The most important change was to the database schema, which moved to a 'long narrow' format so that we don't need to change the schema whenever a new variable is added. It should also allow for versioning variables in the future.

v0¤

v0 refers to the first format, created before we started versioning at all. Here's an example v0 HDF5 file for a single run:

p1234_r100.h5

# Start off with a group to hold the summary values

├.reduced
 ├scalar       [float64: scalar]
 ├ndarray      [float64: scalar]
 ├string       [UTF-8 string: 1]
 ├dataarray    [float64: scalar]
 ├2d_array     [uint8: 100 × 100 × 4] # 2D arrays are treated as images
 └rgba_image   [uint8: 75 × 150 × 4]  # Image summaries are downscaled RGBA images

# After the .reduced group we have groups for each variable

├scalar
 └data   [int64: scalar]
├ndarray
 ├data   [float64: 100]
├string
 └data   [UTF-8 string: 1]
├dataarray   # The coordinates are saved, but not the dimension-coord mapping
 ├data      [float64: 100 × 16 × 512 × 128]
 ├dim_0     [int64: 512]
 ├dim_1     [int64: 128]
 ├module    [int64: 16]
 └pulseId   [int64: 300]
├2d_array
 └data   [float64: 1352 × 1196]
├rgba_image
 └data   [uint8: 600 × 1200 × 4]

TL;DR:

  • There's a group for all the summaries, and then a group per-variable for the object returned from the variable function.
  • The 'main value' of each variable is always stored in the data dataset in the variables group. This is only relevant for DataArray's, which can have multiple datasets.
  • 2D arrays are treated as images, and their summary is an RGBA thumbnail.

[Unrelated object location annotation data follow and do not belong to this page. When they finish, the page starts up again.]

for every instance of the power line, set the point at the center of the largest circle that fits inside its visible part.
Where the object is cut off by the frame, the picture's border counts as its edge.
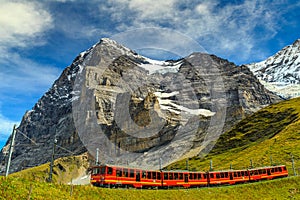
(26, 137)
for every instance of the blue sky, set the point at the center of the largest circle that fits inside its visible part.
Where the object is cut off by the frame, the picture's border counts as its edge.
(38, 39)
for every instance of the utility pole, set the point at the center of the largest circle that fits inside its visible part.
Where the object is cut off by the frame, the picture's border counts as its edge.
(210, 166)
(293, 165)
(160, 164)
(52, 160)
(271, 160)
(187, 164)
(11, 148)
(97, 156)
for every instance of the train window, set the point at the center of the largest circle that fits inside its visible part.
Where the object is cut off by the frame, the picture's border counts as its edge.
(158, 175)
(176, 176)
(125, 173)
(96, 171)
(222, 175)
(154, 175)
(119, 172)
(109, 170)
(226, 174)
(102, 170)
(148, 175)
(131, 173)
(199, 176)
(166, 177)
(195, 176)
(180, 176)
(143, 174)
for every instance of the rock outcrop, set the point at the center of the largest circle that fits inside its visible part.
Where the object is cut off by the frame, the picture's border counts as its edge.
(135, 110)
(280, 73)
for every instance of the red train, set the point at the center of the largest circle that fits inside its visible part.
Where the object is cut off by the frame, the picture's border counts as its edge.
(116, 176)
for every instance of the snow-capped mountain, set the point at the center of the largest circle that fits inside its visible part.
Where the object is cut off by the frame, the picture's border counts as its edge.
(136, 109)
(280, 73)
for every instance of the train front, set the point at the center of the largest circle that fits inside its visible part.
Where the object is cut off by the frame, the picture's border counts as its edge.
(98, 174)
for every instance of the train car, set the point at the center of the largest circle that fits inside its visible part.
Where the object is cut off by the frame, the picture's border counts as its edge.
(183, 179)
(117, 176)
(268, 173)
(230, 177)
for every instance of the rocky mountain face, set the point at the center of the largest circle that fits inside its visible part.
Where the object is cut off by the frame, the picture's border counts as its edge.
(281, 73)
(137, 111)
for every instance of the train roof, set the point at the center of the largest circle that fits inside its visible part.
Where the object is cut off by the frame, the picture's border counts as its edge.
(182, 171)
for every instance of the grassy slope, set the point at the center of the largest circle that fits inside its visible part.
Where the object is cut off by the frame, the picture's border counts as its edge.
(16, 188)
(272, 132)
(64, 170)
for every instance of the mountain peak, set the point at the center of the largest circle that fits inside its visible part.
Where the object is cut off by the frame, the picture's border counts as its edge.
(281, 72)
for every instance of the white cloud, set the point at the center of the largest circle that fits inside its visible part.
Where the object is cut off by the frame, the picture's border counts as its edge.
(22, 23)
(24, 75)
(223, 28)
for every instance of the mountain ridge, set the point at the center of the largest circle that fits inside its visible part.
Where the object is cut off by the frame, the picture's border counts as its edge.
(176, 97)
(281, 72)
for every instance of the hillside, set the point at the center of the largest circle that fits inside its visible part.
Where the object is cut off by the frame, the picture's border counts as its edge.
(272, 133)
(16, 188)
(136, 110)
(280, 73)
(65, 170)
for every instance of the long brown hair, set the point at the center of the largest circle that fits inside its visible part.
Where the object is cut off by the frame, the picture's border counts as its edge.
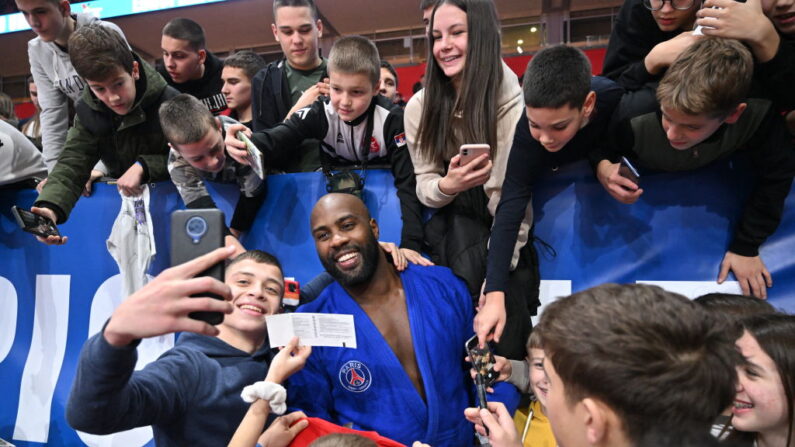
(774, 333)
(440, 131)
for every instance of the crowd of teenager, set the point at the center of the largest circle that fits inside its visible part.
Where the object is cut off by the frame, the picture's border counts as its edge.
(685, 84)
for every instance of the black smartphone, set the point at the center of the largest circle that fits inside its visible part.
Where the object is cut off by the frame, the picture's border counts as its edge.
(482, 360)
(33, 223)
(195, 233)
(628, 171)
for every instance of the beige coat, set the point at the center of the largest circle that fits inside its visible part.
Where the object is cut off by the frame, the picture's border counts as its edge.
(509, 110)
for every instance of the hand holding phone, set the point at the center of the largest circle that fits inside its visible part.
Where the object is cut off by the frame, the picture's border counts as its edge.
(628, 171)
(254, 155)
(193, 234)
(482, 360)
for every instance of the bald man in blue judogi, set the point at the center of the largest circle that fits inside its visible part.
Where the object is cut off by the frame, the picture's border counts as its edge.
(407, 379)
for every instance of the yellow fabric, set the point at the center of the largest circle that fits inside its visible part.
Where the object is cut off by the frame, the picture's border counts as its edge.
(540, 432)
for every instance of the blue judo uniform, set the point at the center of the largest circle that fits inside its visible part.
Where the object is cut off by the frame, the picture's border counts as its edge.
(369, 388)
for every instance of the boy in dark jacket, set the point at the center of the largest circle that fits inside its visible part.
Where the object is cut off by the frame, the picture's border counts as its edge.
(294, 82)
(646, 38)
(188, 66)
(116, 122)
(704, 116)
(191, 394)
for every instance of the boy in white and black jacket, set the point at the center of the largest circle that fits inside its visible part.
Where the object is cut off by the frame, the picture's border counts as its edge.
(356, 126)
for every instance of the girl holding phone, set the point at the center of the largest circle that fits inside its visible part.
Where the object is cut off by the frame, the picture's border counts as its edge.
(470, 97)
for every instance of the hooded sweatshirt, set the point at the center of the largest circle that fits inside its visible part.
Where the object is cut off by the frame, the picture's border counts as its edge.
(57, 83)
(190, 395)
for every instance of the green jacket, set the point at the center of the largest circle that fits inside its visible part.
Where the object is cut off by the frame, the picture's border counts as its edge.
(119, 141)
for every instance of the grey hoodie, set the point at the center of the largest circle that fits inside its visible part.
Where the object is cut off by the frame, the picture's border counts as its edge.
(58, 83)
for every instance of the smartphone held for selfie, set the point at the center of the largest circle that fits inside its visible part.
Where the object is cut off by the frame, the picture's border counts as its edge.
(470, 152)
(193, 234)
(628, 171)
(34, 223)
(482, 360)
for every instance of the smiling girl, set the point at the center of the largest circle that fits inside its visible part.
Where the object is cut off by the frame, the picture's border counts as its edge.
(471, 96)
(763, 408)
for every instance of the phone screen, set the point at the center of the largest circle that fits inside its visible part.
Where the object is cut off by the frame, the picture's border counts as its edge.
(482, 360)
(33, 223)
(628, 171)
(195, 232)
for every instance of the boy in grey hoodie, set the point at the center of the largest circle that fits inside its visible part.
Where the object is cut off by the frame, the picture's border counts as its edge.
(57, 81)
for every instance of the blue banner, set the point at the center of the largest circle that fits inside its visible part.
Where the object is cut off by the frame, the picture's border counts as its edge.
(52, 298)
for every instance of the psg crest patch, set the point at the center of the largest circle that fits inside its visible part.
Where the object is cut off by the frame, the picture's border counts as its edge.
(355, 377)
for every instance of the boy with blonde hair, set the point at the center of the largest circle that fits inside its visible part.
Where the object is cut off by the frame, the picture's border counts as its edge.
(705, 116)
(356, 126)
(116, 122)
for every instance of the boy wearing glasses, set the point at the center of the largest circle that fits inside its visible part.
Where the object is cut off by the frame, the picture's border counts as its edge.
(647, 36)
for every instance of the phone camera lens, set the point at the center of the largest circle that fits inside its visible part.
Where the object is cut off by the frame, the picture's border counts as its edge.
(196, 227)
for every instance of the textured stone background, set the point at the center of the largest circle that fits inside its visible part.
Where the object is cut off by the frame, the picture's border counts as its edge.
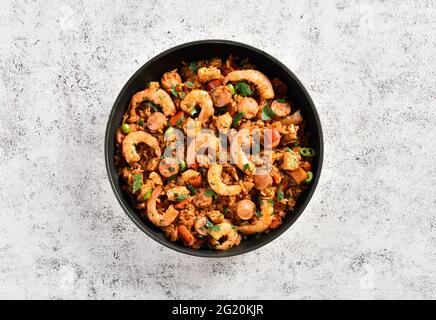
(369, 231)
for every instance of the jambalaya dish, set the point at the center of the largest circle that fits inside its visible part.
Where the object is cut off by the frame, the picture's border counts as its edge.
(214, 153)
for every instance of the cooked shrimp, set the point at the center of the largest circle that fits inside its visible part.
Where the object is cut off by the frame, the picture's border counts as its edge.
(208, 74)
(134, 138)
(238, 155)
(223, 163)
(174, 193)
(201, 141)
(261, 81)
(248, 106)
(155, 95)
(200, 98)
(262, 223)
(186, 235)
(216, 183)
(220, 231)
(201, 200)
(168, 167)
(281, 108)
(221, 96)
(170, 79)
(160, 219)
(224, 122)
(156, 121)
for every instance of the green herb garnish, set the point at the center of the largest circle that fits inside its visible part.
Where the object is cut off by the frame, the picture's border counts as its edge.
(280, 194)
(243, 89)
(137, 182)
(238, 117)
(181, 197)
(174, 91)
(211, 226)
(191, 188)
(147, 195)
(125, 128)
(195, 111)
(209, 193)
(220, 111)
(267, 113)
(193, 67)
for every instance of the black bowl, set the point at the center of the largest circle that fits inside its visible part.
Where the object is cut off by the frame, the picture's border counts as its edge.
(172, 58)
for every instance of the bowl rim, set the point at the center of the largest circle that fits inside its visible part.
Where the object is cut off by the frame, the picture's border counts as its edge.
(177, 247)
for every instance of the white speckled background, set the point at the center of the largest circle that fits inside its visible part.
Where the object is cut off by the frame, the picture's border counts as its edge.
(370, 229)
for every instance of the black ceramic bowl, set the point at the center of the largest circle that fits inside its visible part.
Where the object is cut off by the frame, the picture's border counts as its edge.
(172, 58)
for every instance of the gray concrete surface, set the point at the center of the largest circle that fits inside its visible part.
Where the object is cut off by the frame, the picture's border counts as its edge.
(369, 231)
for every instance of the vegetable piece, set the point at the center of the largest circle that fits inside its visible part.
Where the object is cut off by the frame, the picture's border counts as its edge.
(191, 188)
(187, 236)
(195, 111)
(209, 193)
(125, 128)
(280, 194)
(173, 91)
(211, 226)
(137, 182)
(200, 226)
(181, 197)
(307, 152)
(299, 175)
(168, 167)
(245, 209)
(309, 177)
(193, 66)
(177, 119)
(181, 204)
(262, 181)
(243, 89)
(237, 118)
(196, 182)
(231, 87)
(148, 194)
(183, 166)
(267, 113)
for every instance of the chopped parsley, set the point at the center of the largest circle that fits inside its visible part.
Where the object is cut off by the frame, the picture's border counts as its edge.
(259, 213)
(193, 67)
(174, 91)
(243, 89)
(238, 117)
(211, 226)
(147, 195)
(153, 106)
(220, 111)
(179, 121)
(280, 194)
(267, 113)
(181, 197)
(195, 111)
(191, 188)
(137, 182)
(209, 193)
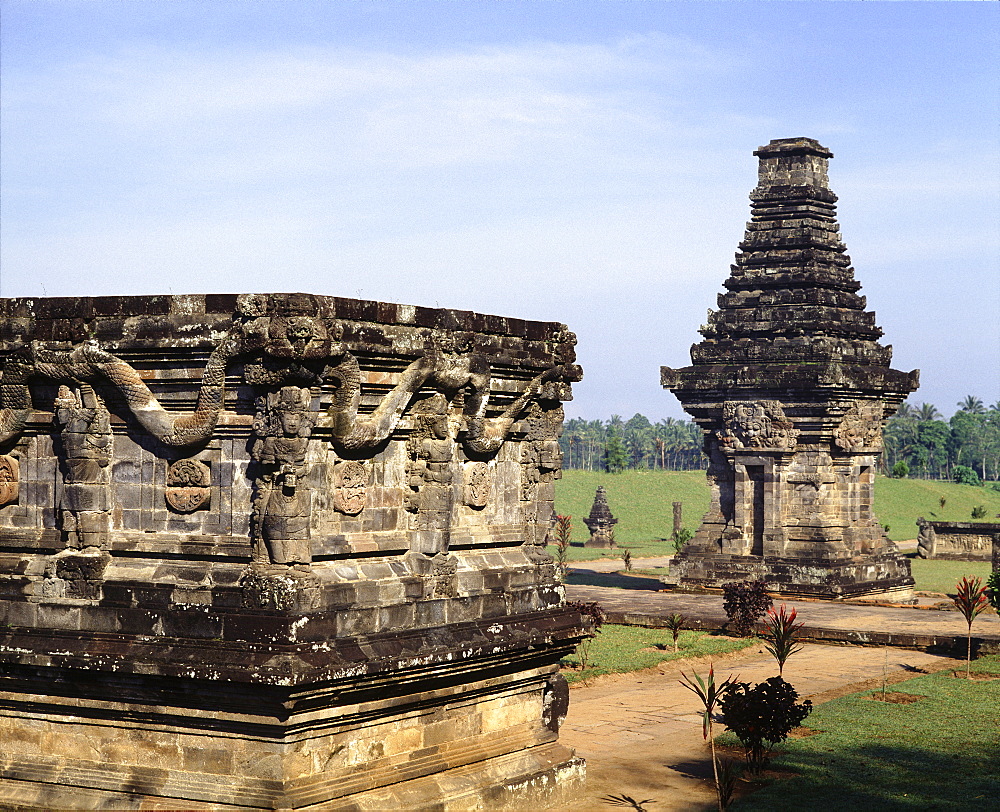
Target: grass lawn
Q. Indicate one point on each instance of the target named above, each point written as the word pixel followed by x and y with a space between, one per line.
pixel 642 503
pixel 620 649
pixel 930 575
pixel 933 575
pixel 941 752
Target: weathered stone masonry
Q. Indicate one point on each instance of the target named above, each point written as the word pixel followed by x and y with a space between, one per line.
pixel 285 550
pixel 791 390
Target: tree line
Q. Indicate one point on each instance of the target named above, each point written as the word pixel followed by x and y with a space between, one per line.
pixel 919 442
pixel 618 445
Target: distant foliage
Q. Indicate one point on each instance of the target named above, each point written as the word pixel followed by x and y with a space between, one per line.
pixel 762 716
pixel 964 475
pixel 993 589
pixel 932 447
pixel 745 603
pixel 636 444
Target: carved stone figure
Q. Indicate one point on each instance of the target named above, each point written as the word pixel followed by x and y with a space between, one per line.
pixel 85 428
pixel 760 424
pixel 283 500
pixel 9 479
pixel 478 484
pixel 350 487
pixel 366 579
pixel 861 426
pixel 188 483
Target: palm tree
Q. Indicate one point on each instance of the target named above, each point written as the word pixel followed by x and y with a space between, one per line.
pixel 928 411
pixel 972 404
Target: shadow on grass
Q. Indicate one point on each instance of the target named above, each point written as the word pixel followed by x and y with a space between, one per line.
pixel 887 778
pixel 614 579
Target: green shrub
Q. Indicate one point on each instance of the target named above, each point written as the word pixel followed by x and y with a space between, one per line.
pixel 762 716
pixel 745 603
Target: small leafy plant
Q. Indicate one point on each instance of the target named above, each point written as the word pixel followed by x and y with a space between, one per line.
pixel 971 601
pixel 710 694
pixel 675 622
pixel 781 635
pixel 745 603
pixel 762 716
pixel 593 611
pixel 993 589
pixel 564 532
pixel 627 800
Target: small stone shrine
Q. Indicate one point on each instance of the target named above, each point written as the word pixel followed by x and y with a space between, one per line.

When it comes to the SQLite database schema, the most important thing to know is that there was one big runs table:

proposal | runnr | start_time        | added_at         | comment            | var1               | var2               | var3     | var4            |
---------|-------|-------------------|------------------|--------------------|--------------------|--------------------|----------|-----------------|
3422     | 1     | 1683091429.382994 | 1683098801.769   | agipd dark         | 300.5509948730469  | 1.666236494202166… | 608      | 0.161871538018  |
3422     | 2     | 1683091513.36196  | 1683098860.364   | agipd dark         | 300.5509948730469  | 1.672673170105554… | 607      | 0.160357959558  |
3422     | 3     | 1683091596.528593 | 1683098974.7     | agipd dark         | 300.5509948730469  | 1.676370447967201… | 605      | 0.160361199298  |
3422     | 4     | 1683096460.784313 | 1683103844.035   | agipd dark         | 300.5509948730469  | 1.72180516528897e… | 603      | 0.159418800086  |
3422     | 5     | 1683096542.744437 | 1683103901.837   | agipd dark         | 300.5509948730469  | 1.722106935631018… | 601      | 0.159602915718  |
3422     | 6     | 1683096624.703127 | 1683103959.994   | agipd dark         | 300.5509948730469  | 1.722659908409696… | 607      | 0.161150277002  |
3422     | 7     | 1683099077.949262 | 1683106416.386   | dark               | 300.5509948730469  | 1.696372237347532… | 596      | 0.167543028426  |
3422     | 8     | 1683099158.289963 | 1683106530.607   | dark               | 300.5509948730469  | 1.693211743258871… | 600      | 0.169153788618  |
3422     | 9     | 1683099239.020509 | 1683106603.581   | dark               | 300.5509948730469  | 1.694534876151010… | 596      | 0.167274568394  |
3422     | 10    | 1683109651.413693 | 1683117096.313   |                    | 300.551025390625   | 1.726133086776826… | 1578     | 0.447119904602  |
3422     | 11    | 1683109907.527204 | 1683117352.791   | Knife edge scan    | 300.551025390625   | 1.722175329632591… | 1564     | 0.459057441431  |

And every time a variable was added another column would be added to the table by changing its schema. There are a few other tables in the database but they're not so important.